I shivered as I tried to imagine a widespread outbreak. If Hollywood taught me anything, one person on a plane would bring the whole world crashing to a halt. To be honest, I was surprised it had only traveled to five cities and not more.
“Is there any news coming out of the quarantined cities?” I asked, hoping he had a different story to tell from Heidi and Emery’s.
Pressing his lips together, he shook his head, and my heart sank. “Officials claim that aid is being rendered and that as soon as a vaccine can be developed, those uninfected in the cities will be the first to receive them, but we already know that’s a lie.”
We did.
Only the normal flu vaccine could prevent the mutation in the virus, and I doubted the officials were going to do anything to fix the nationwide flu vaccine outage—an outage I was sure they’d engineered.
“Sometimes I just don’t get it.
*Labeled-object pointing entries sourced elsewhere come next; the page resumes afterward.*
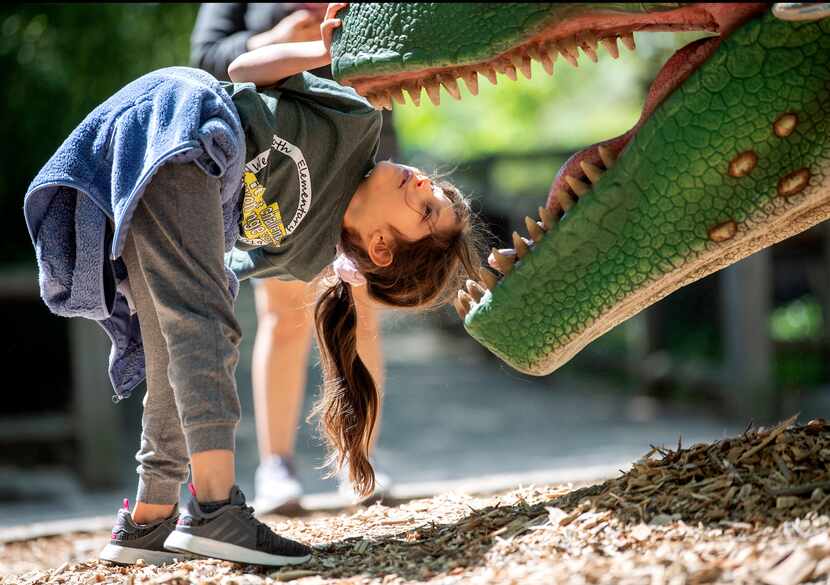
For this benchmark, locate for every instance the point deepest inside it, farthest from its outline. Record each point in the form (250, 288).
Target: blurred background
(747, 344)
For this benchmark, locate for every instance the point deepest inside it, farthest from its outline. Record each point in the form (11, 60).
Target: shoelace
(268, 539)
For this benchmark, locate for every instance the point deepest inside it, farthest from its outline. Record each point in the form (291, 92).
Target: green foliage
(60, 61)
(799, 320)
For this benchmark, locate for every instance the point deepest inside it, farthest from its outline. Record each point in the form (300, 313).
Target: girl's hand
(330, 23)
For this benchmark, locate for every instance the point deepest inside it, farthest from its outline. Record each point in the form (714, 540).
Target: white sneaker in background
(383, 484)
(277, 486)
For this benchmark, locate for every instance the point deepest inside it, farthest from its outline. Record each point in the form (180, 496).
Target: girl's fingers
(331, 23)
(334, 8)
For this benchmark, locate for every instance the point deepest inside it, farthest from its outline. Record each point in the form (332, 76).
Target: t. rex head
(731, 153)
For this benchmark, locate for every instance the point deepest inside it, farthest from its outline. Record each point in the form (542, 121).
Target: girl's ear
(379, 252)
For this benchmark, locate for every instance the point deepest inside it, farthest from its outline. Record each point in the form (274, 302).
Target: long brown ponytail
(424, 275)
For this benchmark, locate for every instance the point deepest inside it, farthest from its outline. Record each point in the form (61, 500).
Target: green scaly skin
(668, 212)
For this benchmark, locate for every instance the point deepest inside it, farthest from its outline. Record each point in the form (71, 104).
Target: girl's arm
(273, 63)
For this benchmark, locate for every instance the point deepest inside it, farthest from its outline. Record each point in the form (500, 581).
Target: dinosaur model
(731, 153)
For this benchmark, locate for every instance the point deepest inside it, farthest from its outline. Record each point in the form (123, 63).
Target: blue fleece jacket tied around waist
(78, 207)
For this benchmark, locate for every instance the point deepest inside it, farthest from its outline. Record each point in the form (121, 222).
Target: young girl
(139, 223)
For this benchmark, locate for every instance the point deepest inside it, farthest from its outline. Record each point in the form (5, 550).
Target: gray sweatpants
(175, 262)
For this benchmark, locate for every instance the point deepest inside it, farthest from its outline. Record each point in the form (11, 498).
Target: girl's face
(406, 200)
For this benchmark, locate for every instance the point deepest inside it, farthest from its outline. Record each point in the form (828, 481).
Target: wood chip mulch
(749, 509)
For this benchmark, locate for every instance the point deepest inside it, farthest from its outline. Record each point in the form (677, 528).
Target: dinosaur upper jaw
(562, 38)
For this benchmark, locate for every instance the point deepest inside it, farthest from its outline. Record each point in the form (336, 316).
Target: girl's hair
(424, 274)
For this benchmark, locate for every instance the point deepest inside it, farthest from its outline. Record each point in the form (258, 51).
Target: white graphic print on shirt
(262, 223)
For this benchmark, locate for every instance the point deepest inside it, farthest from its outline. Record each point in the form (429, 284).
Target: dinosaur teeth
(380, 101)
(451, 85)
(520, 245)
(434, 92)
(490, 74)
(565, 199)
(548, 218)
(567, 47)
(507, 69)
(523, 64)
(610, 44)
(489, 279)
(397, 95)
(541, 55)
(475, 290)
(504, 264)
(593, 172)
(578, 186)
(536, 233)
(588, 43)
(414, 91)
(385, 99)
(471, 79)
(607, 156)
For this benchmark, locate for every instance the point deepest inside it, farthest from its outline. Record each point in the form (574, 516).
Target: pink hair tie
(346, 270)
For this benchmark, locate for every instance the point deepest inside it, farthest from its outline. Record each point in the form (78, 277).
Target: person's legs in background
(285, 325)
(278, 366)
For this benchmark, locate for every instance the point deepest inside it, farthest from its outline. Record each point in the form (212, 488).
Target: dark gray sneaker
(131, 541)
(231, 533)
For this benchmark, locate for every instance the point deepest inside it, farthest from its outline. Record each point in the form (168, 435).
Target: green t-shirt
(309, 143)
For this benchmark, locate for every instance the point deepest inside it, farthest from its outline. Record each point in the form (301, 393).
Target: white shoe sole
(216, 549)
(125, 555)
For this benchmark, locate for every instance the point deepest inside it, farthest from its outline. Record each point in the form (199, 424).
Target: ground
(747, 509)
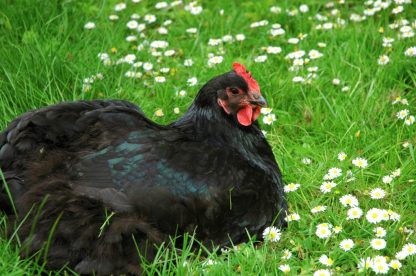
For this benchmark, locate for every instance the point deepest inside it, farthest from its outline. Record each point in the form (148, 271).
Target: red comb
(241, 71)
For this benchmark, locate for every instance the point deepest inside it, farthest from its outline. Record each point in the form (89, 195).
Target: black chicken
(88, 177)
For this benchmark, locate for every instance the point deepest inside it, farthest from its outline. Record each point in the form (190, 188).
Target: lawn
(340, 80)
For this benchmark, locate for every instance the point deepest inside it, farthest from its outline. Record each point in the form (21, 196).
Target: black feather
(104, 174)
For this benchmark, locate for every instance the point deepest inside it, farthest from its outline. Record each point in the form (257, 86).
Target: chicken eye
(234, 90)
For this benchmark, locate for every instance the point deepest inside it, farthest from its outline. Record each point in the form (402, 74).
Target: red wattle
(245, 115)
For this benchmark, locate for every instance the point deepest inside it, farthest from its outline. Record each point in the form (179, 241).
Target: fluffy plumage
(72, 167)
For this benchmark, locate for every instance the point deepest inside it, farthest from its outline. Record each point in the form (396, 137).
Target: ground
(339, 78)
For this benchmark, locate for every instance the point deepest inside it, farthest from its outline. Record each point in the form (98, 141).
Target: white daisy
(378, 244)
(291, 187)
(325, 260)
(284, 268)
(272, 234)
(380, 232)
(383, 60)
(395, 264)
(360, 162)
(410, 52)
(349, 200)
(327, 186)
(354, 213)
(377, 193)
(292, 217)
(160, 79)
(380, 268)
(89, 25)
(323, 232)
(374, 215)
(410, 120)
(286, 254)
(318, 209)
(402, 114)
(322, 272)
(192, 81)
(269, 119)
(387, 179)
(346, 244)
(334, 173)
(342, 156)
(260, 59)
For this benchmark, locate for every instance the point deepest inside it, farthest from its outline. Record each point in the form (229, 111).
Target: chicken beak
(257, 100)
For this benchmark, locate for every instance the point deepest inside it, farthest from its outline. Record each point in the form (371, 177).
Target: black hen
(91, 176)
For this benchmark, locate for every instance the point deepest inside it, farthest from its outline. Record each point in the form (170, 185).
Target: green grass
(46, 54)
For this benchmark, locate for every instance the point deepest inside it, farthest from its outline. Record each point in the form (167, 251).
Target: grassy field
(352, 90)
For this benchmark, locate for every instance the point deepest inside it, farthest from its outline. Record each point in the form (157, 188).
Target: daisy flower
(325, 260)
(327, 186)
(269, 119)
(387, 179)
(342, 156)
(159, 113)
(215, 60)
(402, 114)
(120, 6)
(298, 79)
(365, 263)
(322, 272)
(354, 213)
(410, 52)
(409, 249)
(132, 24)
(346, 244)
(272, 234)
(336, 81)
(306, 161)
(396, 173)
(334, 172)
(89, 25)
(380, 268)
(260, 59)
(360, 162)
(323, 232)
(188, 62)
(292, 217)
(380, 232)
(240, 37)
(314, 54)
(160, 79)
(374, 215)
(192, 81)
(410, 120)
(147, 66)
(383, 60)
(291, 187)
(284, 268)
(377, 193)
(181, 93)
(273, 50)
(337, 229)
(378, 244)
(286, 254)
(349, 200)
(318, 209)
(395, 264)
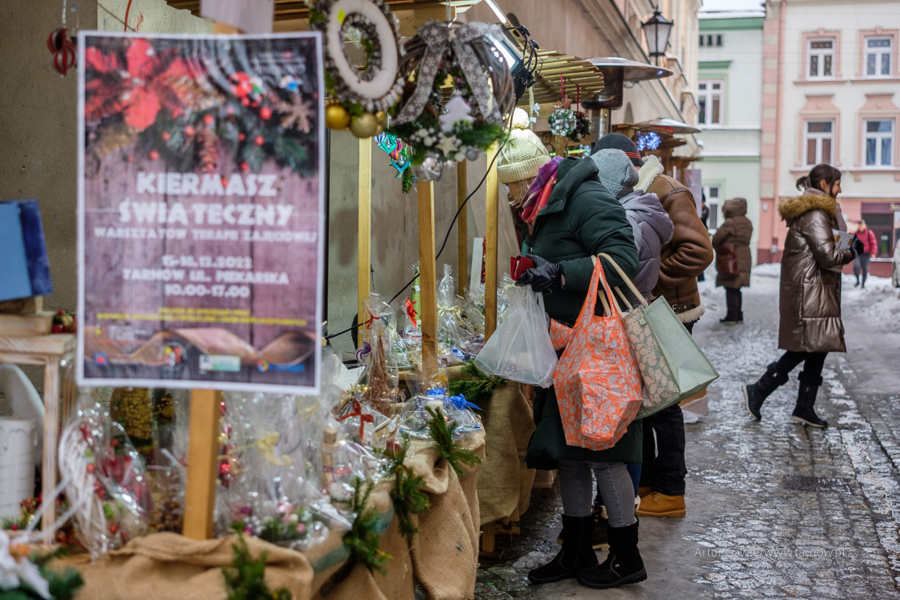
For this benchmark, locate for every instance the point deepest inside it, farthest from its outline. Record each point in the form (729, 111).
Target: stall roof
(573, 70)
(297, 9)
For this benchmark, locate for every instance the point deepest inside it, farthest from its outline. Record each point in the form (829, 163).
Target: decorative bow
(411, 312)
(439, 38)
(460, 403)
(266, 446)
(363, 418)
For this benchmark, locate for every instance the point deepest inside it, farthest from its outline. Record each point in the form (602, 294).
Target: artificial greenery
(363, 537)
(62, 584)
(443, 433)
(245, 579)
(478, 387)
(406, 493)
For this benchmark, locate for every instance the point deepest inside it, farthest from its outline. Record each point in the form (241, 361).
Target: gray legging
(616, 488)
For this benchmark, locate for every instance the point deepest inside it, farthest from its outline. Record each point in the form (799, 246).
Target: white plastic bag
(520, 350)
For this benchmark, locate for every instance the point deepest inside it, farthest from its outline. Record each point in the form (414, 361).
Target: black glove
(543, 276)
(856, 246)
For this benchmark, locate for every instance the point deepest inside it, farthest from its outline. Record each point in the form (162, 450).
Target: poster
(200, 211)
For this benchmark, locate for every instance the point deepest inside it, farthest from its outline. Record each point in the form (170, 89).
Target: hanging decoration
(63, 50)
(482, 95)
(360, 95)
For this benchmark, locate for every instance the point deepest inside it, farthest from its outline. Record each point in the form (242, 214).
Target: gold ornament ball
(364, 126)
(337, 117)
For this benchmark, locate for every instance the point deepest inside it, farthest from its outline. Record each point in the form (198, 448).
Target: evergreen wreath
(562, 122)
(377, 86)
(470, 121)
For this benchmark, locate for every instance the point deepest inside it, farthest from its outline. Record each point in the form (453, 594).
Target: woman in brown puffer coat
(732, 239)
(810, 302)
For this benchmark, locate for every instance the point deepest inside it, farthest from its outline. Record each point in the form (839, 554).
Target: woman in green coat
(582, 219)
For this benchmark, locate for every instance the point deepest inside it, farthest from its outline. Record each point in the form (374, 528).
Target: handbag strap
(624, 278)
(606, 298)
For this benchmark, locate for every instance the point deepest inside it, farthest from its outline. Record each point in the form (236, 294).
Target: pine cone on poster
(113, 137)
(208, 154)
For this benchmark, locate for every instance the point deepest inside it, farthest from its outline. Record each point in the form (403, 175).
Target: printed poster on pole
(200, 211)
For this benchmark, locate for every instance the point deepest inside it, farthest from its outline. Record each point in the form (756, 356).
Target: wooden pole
(203, 445)
(203, 459)
(364, 269)
(462, 230)
(427, 280)
(490, 247)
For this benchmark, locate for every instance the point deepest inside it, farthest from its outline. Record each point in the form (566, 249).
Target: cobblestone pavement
(775, 510)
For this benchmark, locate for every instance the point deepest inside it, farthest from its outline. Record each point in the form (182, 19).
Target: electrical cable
(443, 245)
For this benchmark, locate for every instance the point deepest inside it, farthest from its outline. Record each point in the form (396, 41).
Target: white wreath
(382, 90)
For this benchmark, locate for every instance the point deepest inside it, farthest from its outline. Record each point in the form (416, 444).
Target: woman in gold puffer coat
(810, 302)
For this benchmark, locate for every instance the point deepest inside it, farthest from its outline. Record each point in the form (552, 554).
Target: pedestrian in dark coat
(732, 240)
(810, 302)
(582, 219)
(682, 260)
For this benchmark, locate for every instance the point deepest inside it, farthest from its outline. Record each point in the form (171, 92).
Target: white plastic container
(18, 440)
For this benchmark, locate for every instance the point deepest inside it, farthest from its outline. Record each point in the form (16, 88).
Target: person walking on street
(682, 260)
(582, 219)
(733, 260)
(870, 249)
(810, 298)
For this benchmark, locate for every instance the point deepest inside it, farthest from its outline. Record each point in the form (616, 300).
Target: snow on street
(774, 509)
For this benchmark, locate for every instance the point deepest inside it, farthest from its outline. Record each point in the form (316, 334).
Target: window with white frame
(709, 99)
(819, 138)
(712, 193)
(878, 57)
(821, 57)
(879, 142)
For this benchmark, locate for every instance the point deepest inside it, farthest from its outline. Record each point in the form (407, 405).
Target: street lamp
(657, 29)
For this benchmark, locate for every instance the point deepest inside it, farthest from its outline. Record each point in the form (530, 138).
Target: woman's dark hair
(819, 173)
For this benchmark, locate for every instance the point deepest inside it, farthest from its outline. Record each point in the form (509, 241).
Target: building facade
(729, 95)
(830, 90)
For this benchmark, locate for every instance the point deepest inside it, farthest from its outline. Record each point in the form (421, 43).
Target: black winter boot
(576, 554)
(756, 394)
(623, 565)
(806, 398)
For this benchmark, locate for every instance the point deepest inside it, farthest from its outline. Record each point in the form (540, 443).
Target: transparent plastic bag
(520, 350)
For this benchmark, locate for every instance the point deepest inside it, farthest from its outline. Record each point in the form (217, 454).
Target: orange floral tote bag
(597, 380)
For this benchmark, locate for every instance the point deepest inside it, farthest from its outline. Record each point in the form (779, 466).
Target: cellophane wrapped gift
(104, 479)
(415, 417)
(269, 486)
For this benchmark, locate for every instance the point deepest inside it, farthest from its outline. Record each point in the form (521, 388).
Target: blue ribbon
(460, 403)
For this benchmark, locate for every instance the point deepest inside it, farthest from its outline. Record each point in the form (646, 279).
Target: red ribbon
(63, 50)
(411, 312)
(363, 418)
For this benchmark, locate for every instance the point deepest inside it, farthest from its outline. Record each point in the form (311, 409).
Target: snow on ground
(879, 301)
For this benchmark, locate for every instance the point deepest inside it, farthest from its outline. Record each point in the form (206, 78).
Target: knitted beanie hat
(616, 172)
(620, 142)
(523, 154)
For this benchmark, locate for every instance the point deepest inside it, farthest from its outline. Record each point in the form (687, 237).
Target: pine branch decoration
(478, 388)
(363, 537)
(245, 579)
(406, 494)
(442, 433)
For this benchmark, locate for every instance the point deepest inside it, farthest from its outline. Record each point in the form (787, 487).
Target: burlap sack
(504, 482)
(445, 553)
(167, 565)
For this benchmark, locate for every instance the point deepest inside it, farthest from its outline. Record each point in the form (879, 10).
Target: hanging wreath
(482, 94)
(360, 95)
(562, 122)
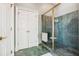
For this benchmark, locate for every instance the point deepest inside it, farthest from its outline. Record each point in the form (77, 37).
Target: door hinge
(11, 5)
(11, 52)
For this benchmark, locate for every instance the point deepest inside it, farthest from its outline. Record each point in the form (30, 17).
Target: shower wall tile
(67, 30)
Like, how can the Daedalus have such a reach that the CDC isn’t all over this? That there isn’t a single person within the organization that’s not holding up their hand and saying, ‘Wait a minute.’”
“I’m sure there have been,” Archer said. “And I’m sure many of them, if not all of them, have been silenced through conveniently timed accidents.”
Jesus, I hadn’t even considered that. “Just when you think the Daedalus couldn’t get any eviler or more powerful, you’re proven wrong.”
“I learned a long time ago to never underestimate them.”
My mind went straight to Luc, to what he’d shared. A twisting motion lit up my chest. Luc had escaped them so very long ago and he’d never become like Blake, but the Daedalus had made those first cuts.
“You doing okay?” Archer asked.
I blinked, managing a smile. “Yeah.”
He arched a brow. “You do realize I can read minds, right?”
“You do realize it’s rude to do that without someone’s permission?”
Archer grinned. “I do, but you’re—”
“Loud.” I sighed. “I know.”
He nodded and then cast his gaze in the library doors. “I’ve known Luc a long time.”